To be honest, I don’t even know if I liked Talk Normal’s Sugarland. I can’t ever picture myself saying, “Hey, let’s throw on that incredibly moody, emotional, energy-draining album that scares the shit out of me.” Which is not to say it’s bad; it’s just too different. When I want to be sad, I throw on something sad. When I want to be happy, I throw on something happy. Sadly, a mood has yet to be discovered that would result in me throwing on Talk Normal’s record. Maybe with a little more time spent practicing together and a little less distortion and howling, Talk Normal’s next record can illicit some more human emotion—as opposed to pure animal savagery.
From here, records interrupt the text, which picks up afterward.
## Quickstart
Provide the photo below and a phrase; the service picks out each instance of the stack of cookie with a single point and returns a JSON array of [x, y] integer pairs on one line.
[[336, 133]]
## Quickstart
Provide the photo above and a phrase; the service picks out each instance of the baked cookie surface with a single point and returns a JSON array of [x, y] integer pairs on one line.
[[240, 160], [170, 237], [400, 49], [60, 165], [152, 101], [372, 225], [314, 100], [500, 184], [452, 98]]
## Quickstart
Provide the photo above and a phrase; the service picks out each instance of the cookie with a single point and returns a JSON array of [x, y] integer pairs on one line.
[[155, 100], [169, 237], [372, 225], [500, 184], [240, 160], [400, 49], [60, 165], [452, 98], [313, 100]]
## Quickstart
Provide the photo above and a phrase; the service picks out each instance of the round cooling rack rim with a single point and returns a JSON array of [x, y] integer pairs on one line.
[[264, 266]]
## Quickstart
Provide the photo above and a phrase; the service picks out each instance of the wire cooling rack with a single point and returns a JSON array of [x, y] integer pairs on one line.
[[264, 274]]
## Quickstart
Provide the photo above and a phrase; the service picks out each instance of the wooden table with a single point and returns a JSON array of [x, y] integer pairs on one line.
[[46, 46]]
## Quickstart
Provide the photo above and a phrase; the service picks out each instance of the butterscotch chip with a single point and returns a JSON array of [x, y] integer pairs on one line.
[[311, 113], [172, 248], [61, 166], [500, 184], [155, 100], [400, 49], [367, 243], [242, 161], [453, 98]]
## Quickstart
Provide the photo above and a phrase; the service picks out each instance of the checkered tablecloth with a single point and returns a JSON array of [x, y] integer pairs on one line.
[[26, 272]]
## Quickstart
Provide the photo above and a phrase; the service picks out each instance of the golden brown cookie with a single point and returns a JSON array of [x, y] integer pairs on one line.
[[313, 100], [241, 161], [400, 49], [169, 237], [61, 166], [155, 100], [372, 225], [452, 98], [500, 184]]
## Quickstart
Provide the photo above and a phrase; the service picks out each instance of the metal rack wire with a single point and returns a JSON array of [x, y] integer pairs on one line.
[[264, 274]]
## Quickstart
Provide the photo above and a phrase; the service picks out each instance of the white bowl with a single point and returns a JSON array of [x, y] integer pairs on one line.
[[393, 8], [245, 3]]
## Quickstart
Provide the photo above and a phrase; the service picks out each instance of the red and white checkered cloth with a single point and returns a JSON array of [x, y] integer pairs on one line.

Written by: Tina Vasquez, January 10th 2010

It is a weird album, probably one of the weirdest albums of 2009 that has reached reviewers such as pitchfork. but with a few listens it grows on you :) "in a strangland" is catchy at the first listen. It really reminds you of Karen O, as you said, and fans to her will at least endure this album. It also works if you are a diehard fan of krautrock.